Blair Witch book has mysterious past

A private detective and an author prove as hard to find as Heather Donahue.

Published August 2, 1999 4:00PM (EDT)

The hit movie "The Blair Witch Project" -- a ghost story that presents itself as a collection of found documentary footage -- is fraught with loose ends. The personal histories of the three lead characters -- who ostensibly disappeared in a Maryland forest while filming a documentary about a legendary witch -- remain a mystery to audiences of the film (although viewers of the Science Fiction Channel mockumentary "The Curse of the Blair Witch" are given a bit more background). But as the people who marketed "The Diary of Laura Palmer" (inspired by David Lynch's TV series "Twin Peaks") taught us, mysteries only whet the appetite of fans. Chapter III Records has just released a CD that supposedly reproduces the homemade compilation tape found in the lost filmmakers' car. Ambiguity, it seems, can be profitable.

On Aug. 9, Onyx, a subsidiary of Penguin Putnam that publishes movie tie-ins, will ship 100,000 copies of "The Blair Witch Project: A Dossier." The book purports to be the findings of a retired FBI agent and private investigator, C.D. "Bucky" Buchanan. "That's such a good name, we couldn't have made that one up," the book's editor, Dan Slater, told Salon Books. Contained in the book is Buchanan's correspondence with local authorities and his employers -- the parents of Heather Donahue, one of the vanished filmmakers -- as well as archival lore about the Blair Witch.

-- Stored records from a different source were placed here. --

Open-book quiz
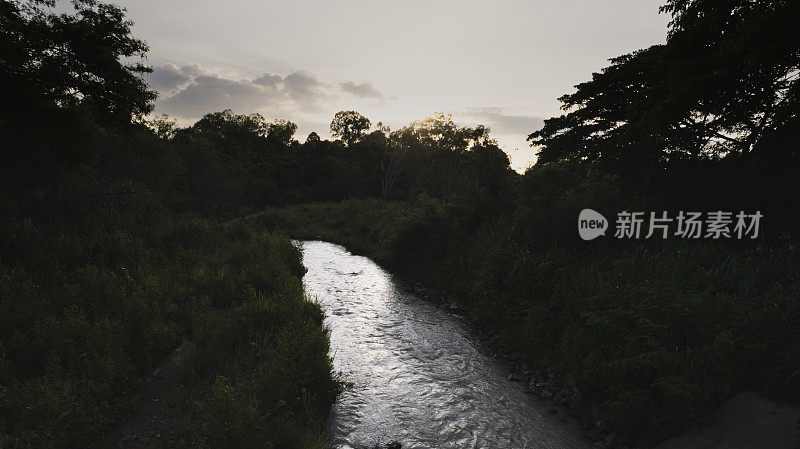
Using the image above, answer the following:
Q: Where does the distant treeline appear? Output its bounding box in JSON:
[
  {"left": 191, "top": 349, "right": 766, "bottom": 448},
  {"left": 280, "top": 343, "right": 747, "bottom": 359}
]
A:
[{"left": 0, "top": 0, "right": 800, "bottom": 447}]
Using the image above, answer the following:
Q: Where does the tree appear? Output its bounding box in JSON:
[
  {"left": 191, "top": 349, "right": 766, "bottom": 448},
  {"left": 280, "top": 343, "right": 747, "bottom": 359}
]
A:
[
  {"left": 392, "top": 112, "right": 496, "bottom": 153},
  {"left": 0, "top": 0, "right": 155, "bottom": 121},
  {"left": 267, "top": 120, "right": 297, "bottom": 147},
  {"left": 0, "top": 0, "right": 156, "bottom": 192},
  {"left": 528, "top": 0, "right": 800, "bottom": 170},
  {"left": 306, "top": 131, "right": 320, "bottom": 144},
  {"left": 331, "top": 111, "right": 372, "bottom": 147}
]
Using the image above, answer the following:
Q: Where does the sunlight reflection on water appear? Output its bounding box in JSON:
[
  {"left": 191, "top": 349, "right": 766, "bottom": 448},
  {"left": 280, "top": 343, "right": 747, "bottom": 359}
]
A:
[{"left": 297, "top": 241, "right": 591, "bottom": 449}]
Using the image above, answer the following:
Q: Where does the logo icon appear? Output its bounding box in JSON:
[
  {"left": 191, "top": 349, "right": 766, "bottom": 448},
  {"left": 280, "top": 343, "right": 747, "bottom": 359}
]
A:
[{"left": 578, "top": 209, "right": 608, "bottom": 240}]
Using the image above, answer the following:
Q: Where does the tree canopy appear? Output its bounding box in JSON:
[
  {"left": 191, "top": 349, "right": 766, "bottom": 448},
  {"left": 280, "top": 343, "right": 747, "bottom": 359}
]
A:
[{"left": 528, "top": 0, "right": 800, "bottom": 167}]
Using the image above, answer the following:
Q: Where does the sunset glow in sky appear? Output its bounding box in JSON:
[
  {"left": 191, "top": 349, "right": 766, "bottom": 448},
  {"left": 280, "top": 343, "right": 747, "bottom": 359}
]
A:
[{"left": 118, "top": 0, "right": 669, "bottom": 169}]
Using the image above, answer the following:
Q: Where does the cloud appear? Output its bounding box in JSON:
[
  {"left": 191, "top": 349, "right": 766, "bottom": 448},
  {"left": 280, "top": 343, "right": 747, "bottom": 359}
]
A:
[
  {"left": 283, "top": 70, "right": 333, "bottom": 111},
  {"left": 157, "top": 75, "right": 280, "bottom": 118},
  {"left": 464, "top": 107, "right": 544, "bottom": 136},
  {"left": 152, "top": 64, "right": 342, "bottom": 119},
  {"left": 145, "top": 64, "right": 192, "bottom": 92},
  {"left": 339, "top": 81, "right": 386, "bottom": 101}
]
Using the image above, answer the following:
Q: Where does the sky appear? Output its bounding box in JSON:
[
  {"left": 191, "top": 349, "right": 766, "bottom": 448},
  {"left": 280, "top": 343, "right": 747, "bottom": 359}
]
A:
[{"left": 111, "top": 0, "right": 669, "bottom": 170}]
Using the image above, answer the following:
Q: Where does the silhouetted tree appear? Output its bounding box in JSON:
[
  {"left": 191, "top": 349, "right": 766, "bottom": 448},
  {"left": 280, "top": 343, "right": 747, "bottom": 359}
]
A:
[
  {"left": 529, "top": 0, "right": 800, "bottom": 169},
  {"left": 331, "top": 111, "right": 371, "bottom": 147},
  {"left": 267, "top": 120, "right": 297, "bottom": 147}
]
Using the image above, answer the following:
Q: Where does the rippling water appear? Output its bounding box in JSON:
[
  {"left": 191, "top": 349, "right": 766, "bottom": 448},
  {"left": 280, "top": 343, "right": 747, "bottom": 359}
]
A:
[{"left": 300, "top": 241, "right": 591, "bottom": 449}]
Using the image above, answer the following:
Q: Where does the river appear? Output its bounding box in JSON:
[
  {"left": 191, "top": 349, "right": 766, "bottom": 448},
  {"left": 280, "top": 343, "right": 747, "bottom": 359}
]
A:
[{"left": 298, "top": 241, "right": 591, "bottom": 449}]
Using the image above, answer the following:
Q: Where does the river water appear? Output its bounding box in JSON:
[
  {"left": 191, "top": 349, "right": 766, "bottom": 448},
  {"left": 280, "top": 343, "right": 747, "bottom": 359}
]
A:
[{"left": 298, "top": 241, "right": 591, "bottom": 449}]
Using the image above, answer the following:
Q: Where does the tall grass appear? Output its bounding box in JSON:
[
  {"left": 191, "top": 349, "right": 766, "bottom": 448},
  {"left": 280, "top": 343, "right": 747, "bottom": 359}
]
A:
[
  {"left": 0, "top": 214, "right": 336, "bottom": 448},
  {"left": 258, "top": 199, "right": 800, "bottom": 446}
]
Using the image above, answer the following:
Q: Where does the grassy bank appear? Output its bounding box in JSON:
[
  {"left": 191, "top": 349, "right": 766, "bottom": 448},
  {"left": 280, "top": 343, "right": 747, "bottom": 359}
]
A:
[
  {"left": 249, "top": 199, "right": 800, "bottom": 446},
  {"left": 0, "top": 213, "right": 336, "bottom": 448}
]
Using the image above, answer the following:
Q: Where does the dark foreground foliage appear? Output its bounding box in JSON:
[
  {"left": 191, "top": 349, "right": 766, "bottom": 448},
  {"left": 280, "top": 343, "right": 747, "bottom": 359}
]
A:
[{"left": 253, "top": 192, "right": 800, "bottom": 445}]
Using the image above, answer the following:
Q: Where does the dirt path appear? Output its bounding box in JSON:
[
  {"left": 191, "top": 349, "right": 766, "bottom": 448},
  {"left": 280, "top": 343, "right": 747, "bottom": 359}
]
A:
[
  {"left": 106, "top": 340, "right": 190, "bottom": 449},
  {"left": 656, "top": 392, "right": 800, "bottom": 449}
]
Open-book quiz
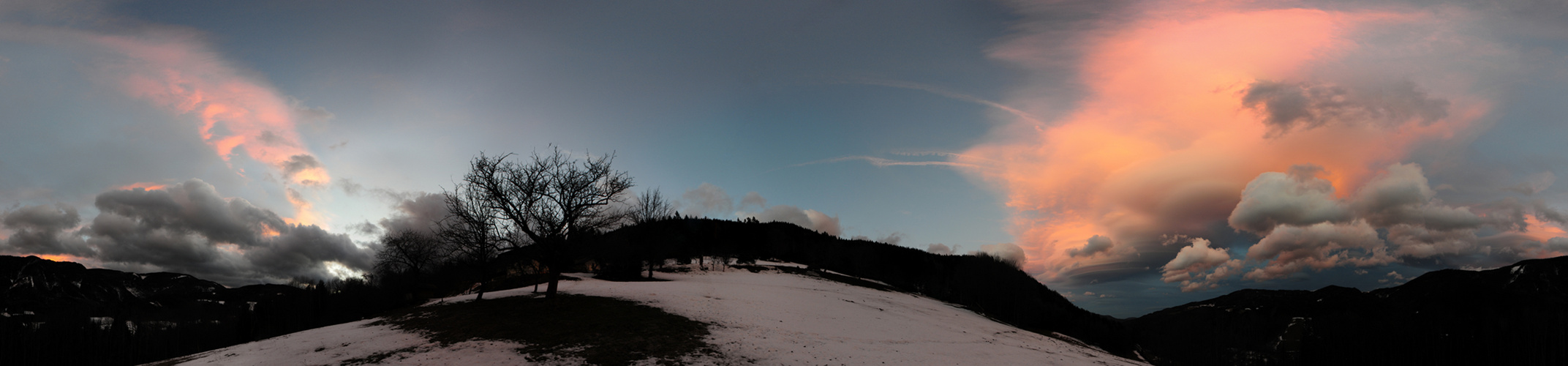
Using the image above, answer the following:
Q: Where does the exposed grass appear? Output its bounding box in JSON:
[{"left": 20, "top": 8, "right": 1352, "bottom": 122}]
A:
[
  {"left": 731, "top": 266, "right": 902, "bottom": 292},
  {"left": 385, "top": 294, "right": 714, "bottom": 365}
]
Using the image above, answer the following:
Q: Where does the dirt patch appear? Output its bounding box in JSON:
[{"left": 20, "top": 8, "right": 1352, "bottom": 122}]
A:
[{"left": 385, "top": 294, "right": 717, "bottom": 365}]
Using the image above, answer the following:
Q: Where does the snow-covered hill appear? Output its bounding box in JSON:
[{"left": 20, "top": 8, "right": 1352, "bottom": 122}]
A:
[{"left": 160, "top": 262, "right": 1143, "bottom": 365}]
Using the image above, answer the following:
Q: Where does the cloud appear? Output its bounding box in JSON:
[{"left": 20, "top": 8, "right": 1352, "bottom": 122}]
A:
[
  {"left": 850, "top": 231, "right": 903, "bottom": 245},
  {"left": 1243, "top": 220, "right": 1394, "bottom": 281},
  {"left": 737, "top": 204, "right": 843, "bottom": 236},
  {"left": 0, "top": 204, "right": 92, "bottom": 256},
  {"left": 951, "top": 1, "right": 1518, "bottom": 283},
  {"left": 791, "top": 155, "right": 987, "bottom": 170},
  {"left": 740, "top": 192, "right": 769, "bottom": 209},
  {"left": 680, "top": 182, "right": 734, "bottom": 217},
  {"left": 679, "top": 182, "right": 840, "bottom": 234},
  {"left": 1068, "top": 236, "right": 1112, "bottom": 256},
  {"left": 1161, "top": 237, "right": 1242, "bottom": 292},
  {"left": 378, "top": 192, "right": 447, "bottom": 233},
  {"left": 279, "top": 154, "right": 326, "bottom": 185},
  {"left": 1228, "top": 165, "right": 1350, "bottom": 236},
  {"left": 969, "top": 244, "right": 1028, "bottom": 267},
  {"left": 1242, "top": 78, "right": 1450, "bottom": 137},
  {"left": 0, "top": 19, "right": 331, "bottom": 223},
  {"left": 3, "top": 179, "right": 373, "bottom": 286},
  {"left": 1504, "top": 171, "right": 1557, "bottom": 196}
]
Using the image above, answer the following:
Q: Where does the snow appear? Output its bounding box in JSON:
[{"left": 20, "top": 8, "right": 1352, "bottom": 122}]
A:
[
  {"left": 154, "top": 319, "right": 525, "bottom": 366},
  {"left": 159, "top": 262, "right": 1145, "bottom": 365}
]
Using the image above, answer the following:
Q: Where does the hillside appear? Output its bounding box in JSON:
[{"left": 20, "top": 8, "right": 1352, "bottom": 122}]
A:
[
  {"left": 0, "top": 256, "right": 395, "bottom": 365},
  {"left": 1131, "top": 256, "right": 1568, "bottom": 365},
  {"left": 159, "top": 262, "right": 1142, "bottom": 365}
]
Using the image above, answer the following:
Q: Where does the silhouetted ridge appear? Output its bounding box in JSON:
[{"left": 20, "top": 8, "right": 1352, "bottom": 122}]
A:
[
  {"left": 583, "top": 218, "right": 1132, "bottom": 355},
  {"left": 0, "top": 256, "right": 399, "bottom": 365},
  {"left": 1131, "top": 258, "right": 1568, "bottom": 365}
]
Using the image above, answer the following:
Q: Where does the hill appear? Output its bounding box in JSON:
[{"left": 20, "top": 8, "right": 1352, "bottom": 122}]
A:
[
  {"left": 159, "top": 262, "right": 1142, "bottom": 365},
  {"left": 0, "top": 256, "right": 395, "bottom": 365},
  {"left": 1129, "top": 256, "right": 1568, "bottom": 365}
]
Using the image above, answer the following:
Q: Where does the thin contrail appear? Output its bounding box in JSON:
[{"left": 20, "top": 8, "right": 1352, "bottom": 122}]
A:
[
  {"left": 791, "top": 155, "right": 987, "bottom": 170},
  {"left": 843, "top": 78, "right": 1044, "bottom": 126}
]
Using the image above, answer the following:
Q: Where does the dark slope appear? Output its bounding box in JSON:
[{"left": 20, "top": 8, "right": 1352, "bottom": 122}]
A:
[
  {"left": 0, "top": 256, "right": 398, "bottom": 365},
  {"left": 583, "top": 218, "right": 1135, "bottom": 358},
  {"left": 1131, "top": 256, "right": 1568, "bottom": 365}
]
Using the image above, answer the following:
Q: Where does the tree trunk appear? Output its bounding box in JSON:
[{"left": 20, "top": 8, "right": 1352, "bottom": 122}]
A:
[{"left": 544, "top": 269, "right": 562, "bottom": 299}]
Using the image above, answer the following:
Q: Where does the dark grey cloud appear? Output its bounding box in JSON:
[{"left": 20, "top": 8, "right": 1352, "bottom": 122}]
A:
[
  {"left": 378, "top": 192, "right": 447, "bottom": 233},
  {"left": 0, "top": 179, "right": 373, "bottom": 286},
  {"left": 1242, "top": 78, "right": 1449, "bottom": 137},
  {"left": 0, "top": 204, "right": 92, "bottom": 256},
  {"left": 969, "top": 244, "right": 1028, "bottom": 267}
]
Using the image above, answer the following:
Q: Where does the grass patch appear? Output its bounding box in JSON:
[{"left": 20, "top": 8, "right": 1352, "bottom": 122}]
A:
[
  {"left": 732, "top": 266, "right": 903, "bottom": 292},
  {"left": 384, "top": 294, "right": 714, "bottom": 365}
]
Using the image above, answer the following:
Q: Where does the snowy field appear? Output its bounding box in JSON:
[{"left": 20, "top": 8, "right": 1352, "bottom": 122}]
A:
[{"left": 153, "top": 262, "right": 1145, "bottom": 365}]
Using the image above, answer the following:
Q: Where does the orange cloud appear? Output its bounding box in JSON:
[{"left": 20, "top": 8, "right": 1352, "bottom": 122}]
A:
[
  {"left": 113, "top": 182, "right": 167, "bottom": 190},
  {"left": 64, "top": 30, "right": 331, "bottom": 225},
  {"left": 955, "top": 3, "right": 1490, "bottom": 281}
]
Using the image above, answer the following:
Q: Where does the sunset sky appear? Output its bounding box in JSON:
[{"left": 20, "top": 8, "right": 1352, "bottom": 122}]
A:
[{"left": 0, "top": 0, "right": 1568, "bottom": 317}]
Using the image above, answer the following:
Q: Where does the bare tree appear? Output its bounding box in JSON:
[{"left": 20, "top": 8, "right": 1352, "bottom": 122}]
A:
[
  {"left": 439, "top": 179, "right": 514, "bottom": 300},
  {"left": 630, "top": 189, "right": 676, "bottom": 278},
  {"left": 377, "top": 229, "right": 445, "bottom": 281},
  {"left": 462, "top": 146, "right": 632, "bottom": 297},
  {"left": 630, "top": 189, "right": 676, "bottom": 223}
]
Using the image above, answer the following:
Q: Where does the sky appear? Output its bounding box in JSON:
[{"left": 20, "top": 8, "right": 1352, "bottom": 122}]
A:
[{"left": 0, "top": 0, "right": 1568, "bottom": 317}]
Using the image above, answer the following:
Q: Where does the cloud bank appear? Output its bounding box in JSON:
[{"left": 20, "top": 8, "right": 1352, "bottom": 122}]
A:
[
  {"left": 0, "top": 179, "right": 374, "bottom": 286},
  {"left": 951, "top": 1, "right": 1561, "bottom": 285}
]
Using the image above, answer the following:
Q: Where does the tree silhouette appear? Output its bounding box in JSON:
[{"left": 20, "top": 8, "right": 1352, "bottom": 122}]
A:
[
  {"left": 374, "top": 229, "right": 448, "bottom": 292},
  {"left": 439, "top": 180, "right": 505, "bottom": 300},
  {"left": 630, "top": 189, "right": 676, "bottom": 278},
  {"left": 448, "top": 146, "right": 632, "bottom": 297}
]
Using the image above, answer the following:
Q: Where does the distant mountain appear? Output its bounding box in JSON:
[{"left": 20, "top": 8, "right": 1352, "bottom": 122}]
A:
[
  {"left": 1129, "top": 256, "right": 1568, "bottom": 365},
  {"left": 0, "top": 256, "right": 398, "bottom": 365},
  {"left": 589, "top": 218, "right": 1137, "bottom": 358}
]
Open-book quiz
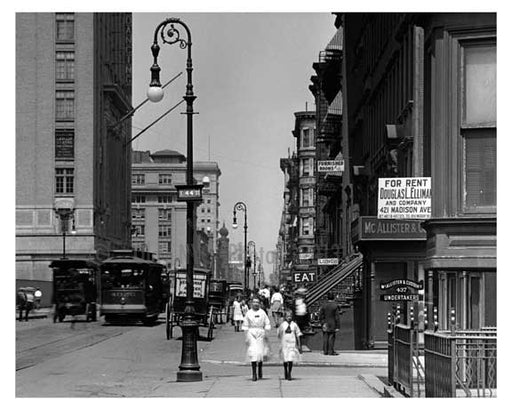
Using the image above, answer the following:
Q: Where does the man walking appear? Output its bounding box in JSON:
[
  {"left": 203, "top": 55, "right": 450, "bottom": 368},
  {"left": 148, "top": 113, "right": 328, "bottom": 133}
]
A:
[{"left": 320, "top": 292, "right": 340, "bottom": 356}]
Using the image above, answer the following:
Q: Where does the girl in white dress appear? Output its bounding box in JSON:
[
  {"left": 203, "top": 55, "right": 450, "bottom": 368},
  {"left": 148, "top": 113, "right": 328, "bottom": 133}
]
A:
[
  {"left": 277, "top": 311, "right": 302, "bottom": 380},
  {"left": 242, "top": 298, "right": 270, "bottom": 381},
  {"left": 233, "top": 296, "right": 244, "bottom": 332}
]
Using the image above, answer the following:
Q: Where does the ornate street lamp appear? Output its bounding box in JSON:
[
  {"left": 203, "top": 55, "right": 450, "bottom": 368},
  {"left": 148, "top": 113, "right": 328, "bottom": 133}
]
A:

Salon Books asked to speak to Buchanan about his investigation, but Slater and Onyx publicist Hilary Schupf insisted that Buchanan did not want to speak to the press. ("He wants to keep his privacy," Schupf explained. Oddly enough, Slater used exactly the same terminology when pressed to set up an interview with Buchanan.) Reportorial diligence proved even less fruitful. Attempts to trace Buchanan's Private Investigative Agency, Inc., using the letterhead reproduced in the "dossier," revealed that the ZIP code in the Virginia town where the agency is located is fictitious. So is the town, and so, apparently, is the agency. Likewise, "third-generation psychic Diane Ahlquist," supposedly hired by Buchanan to find the lost trio, doesn't seem to exist.

A Web search on the book's author, D.A. Stern, also turned up nothing, although Slater eventually informed Salon Books that his first name is Dave and that he is the editor of "The Klingon Dictionary: English/Klingon Klingon/English," and a contributor to "Your Secrets are My Business: What Today's Information Thieves Don't Want You to Know." Yet Stern ultimately proved elusive as Salon Books learned when we requested to speak with the author. "We just can't get ahold of him," said Schupf. A likely story.


By Craig Offman

Craig Offman is the New York correspondent for Salon Books.